Ah, I can see from the responses that College Admissions is going to be a rich and fertile topic here at The Chaos Chronicles. And, thank goodness, we have so many college profs amongst the Chaos Crew to keep me sane and honest as the next 18 months of my life is circumscribed by the admissions process for my older son. On Chaos Chronicles 502, I talked to Dr. Nancy Berk — psychologist, stand-up, and mom– who wrote a new guide about the admissions process for parents like me called College Bound and Gagged.
I admitted on the podcast that I’m trying to keep an open mind about what college my son might attend, but here in California, parents focus in on the Ivies and the UCs. Everything else is the “next tier” down if you listen to the talk in the bleachers. (Okay, I’m exaggerating– but it’s close to that kind of mindset! Trust me! The list of “good schools” is shockingly short considering the large number of overall colleges and universities.) I expressed to Dr. Berk that I didn’t worry about my son’s expectations, it was my expectations that concerned me. How could I keep a healthy perspective when all the parental talk around me is about ratcheting up the stakes?
I loved Nancy Berk’s no nonsense advice: Avoid those parents!
I also loved Jennie from Iowa’s advice on my blog. So I cut and pasted her response here:
Loved the show — here are my thoughts as a) a Midwesterner b) someone who went to a GREAT and unknown college (Earlham College) and c) a professor at a school rated by US News as “an A+ school for B+ students”
a) If people are judgmental, they aren’t worth your time…let them live their lives of quiet desperation….as Holden Caulfield would have said, “You don’t need Phonies”
b) There are a MILLION great schools, only about 8 have a “big” name, 30 have a “almost big” name, etc…..AND, there’s NO saying that the teaching, learning and peers there will be good. My friends who went to Harvard and mostly teaching-assistants as their Prof’s were too busy being important Harvard profs.
c) Having gone to a small, unknown school, I found the disadvantage was only in the first few years out — the alumni circle was less powerful – so whereas my friends who went to Harvard, Brown, Stanford started in entry-level positions, my friends from Earlham were secretaries and worked our ways up. After 2-3 years, it was all our quality, not the name of our school. Also, when people had heard of my school, it earned me extra points because they knew its worth and value (and probably knew I wasn’t a “phoney!”)
d) LOTS of very smart people are professors and can’t all get jobs at those “important big schools.” Dare I say, there are outstanding professors even at community colleges and small, unknown schools. In fact, I think you’re MORE likely to get a good professor at a “less important” school that cares about teaching more than CV’s/Publishing (I’m biased. )
e) Probably the best thing for a kid will be not to be laden with debt.
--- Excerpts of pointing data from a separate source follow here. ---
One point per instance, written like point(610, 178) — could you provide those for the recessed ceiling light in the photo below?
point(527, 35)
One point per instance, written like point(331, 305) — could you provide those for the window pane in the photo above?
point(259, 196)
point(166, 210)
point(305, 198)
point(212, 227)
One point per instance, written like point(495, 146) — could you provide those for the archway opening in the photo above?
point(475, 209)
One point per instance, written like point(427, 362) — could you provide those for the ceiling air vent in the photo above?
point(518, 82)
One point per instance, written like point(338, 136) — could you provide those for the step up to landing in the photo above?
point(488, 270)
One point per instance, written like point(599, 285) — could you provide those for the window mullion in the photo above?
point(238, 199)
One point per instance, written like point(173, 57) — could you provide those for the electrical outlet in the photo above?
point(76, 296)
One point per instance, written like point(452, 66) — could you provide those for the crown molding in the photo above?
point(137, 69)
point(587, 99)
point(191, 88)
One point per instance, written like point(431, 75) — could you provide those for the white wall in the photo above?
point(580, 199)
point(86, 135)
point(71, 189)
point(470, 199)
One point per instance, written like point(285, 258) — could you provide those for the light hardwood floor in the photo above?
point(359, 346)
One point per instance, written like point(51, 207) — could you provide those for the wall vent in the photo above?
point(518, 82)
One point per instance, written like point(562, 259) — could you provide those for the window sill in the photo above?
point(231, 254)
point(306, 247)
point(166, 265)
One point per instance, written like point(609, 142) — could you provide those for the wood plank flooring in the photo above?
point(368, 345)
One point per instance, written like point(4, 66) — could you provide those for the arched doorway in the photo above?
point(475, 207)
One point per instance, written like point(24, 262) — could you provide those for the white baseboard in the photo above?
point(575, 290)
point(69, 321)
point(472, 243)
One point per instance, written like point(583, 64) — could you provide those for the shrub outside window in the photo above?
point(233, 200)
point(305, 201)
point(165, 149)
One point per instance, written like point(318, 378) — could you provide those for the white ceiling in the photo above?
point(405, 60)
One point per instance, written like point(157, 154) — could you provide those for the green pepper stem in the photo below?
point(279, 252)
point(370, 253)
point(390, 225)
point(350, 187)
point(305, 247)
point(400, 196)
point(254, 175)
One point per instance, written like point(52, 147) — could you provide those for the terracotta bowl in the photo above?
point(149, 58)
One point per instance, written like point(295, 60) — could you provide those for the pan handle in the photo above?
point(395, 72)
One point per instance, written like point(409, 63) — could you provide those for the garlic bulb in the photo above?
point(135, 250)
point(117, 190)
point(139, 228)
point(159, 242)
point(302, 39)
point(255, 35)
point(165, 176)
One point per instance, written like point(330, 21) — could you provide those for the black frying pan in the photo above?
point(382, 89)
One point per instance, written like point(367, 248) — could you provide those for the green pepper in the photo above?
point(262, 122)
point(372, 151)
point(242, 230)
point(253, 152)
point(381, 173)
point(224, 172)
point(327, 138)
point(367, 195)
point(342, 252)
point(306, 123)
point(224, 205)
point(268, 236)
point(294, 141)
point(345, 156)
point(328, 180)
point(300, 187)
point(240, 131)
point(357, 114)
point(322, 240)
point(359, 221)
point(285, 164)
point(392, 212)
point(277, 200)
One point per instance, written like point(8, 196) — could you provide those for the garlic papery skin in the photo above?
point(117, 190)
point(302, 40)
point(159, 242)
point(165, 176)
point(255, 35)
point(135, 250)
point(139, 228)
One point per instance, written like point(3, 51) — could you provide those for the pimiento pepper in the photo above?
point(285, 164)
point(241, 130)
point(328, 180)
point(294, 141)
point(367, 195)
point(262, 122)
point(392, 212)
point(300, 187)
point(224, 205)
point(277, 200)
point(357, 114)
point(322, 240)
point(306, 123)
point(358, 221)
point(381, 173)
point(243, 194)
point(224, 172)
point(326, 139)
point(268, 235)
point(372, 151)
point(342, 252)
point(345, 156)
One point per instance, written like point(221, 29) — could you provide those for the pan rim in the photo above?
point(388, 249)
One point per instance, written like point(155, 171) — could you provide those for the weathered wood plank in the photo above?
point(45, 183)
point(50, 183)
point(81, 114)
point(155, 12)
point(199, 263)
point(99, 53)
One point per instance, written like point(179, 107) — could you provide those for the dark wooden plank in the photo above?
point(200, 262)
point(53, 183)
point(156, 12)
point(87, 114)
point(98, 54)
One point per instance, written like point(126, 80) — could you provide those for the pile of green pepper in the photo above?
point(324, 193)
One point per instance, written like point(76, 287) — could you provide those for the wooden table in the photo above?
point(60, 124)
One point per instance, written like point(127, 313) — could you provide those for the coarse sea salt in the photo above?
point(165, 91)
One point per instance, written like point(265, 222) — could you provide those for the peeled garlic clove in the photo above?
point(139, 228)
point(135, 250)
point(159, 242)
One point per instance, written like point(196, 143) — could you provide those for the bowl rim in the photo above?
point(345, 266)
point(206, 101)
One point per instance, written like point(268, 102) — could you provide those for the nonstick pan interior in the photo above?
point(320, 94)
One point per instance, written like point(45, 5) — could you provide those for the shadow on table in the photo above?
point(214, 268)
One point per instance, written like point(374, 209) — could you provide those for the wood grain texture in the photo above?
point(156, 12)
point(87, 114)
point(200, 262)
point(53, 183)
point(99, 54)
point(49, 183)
Being debt-free will go a LOT further than the name of an “important big school”
I am deputizing Jennie from Iowa, aka Ma Schmidt, to keep me sane on my journey. She’s right: I don’t need the phonies! But I do need Chaos Crew member and fellow blogger Professor Alan, on my “Talk Me Down” team. Here’s what Prof. Alan wrote in response to Ma Schmidt’s comments:
As a tenured professor of a mid-ranked state school in the Midwest, let me “amen” everything Ma Schmidt said.
Thanks, people. Oh, btw, I’m now getting the SAT Question of the Day, and I miss about 90% of them the first try. Even the English ones with the grammar. That’s humbling! All those things I sued to know, like Algebra.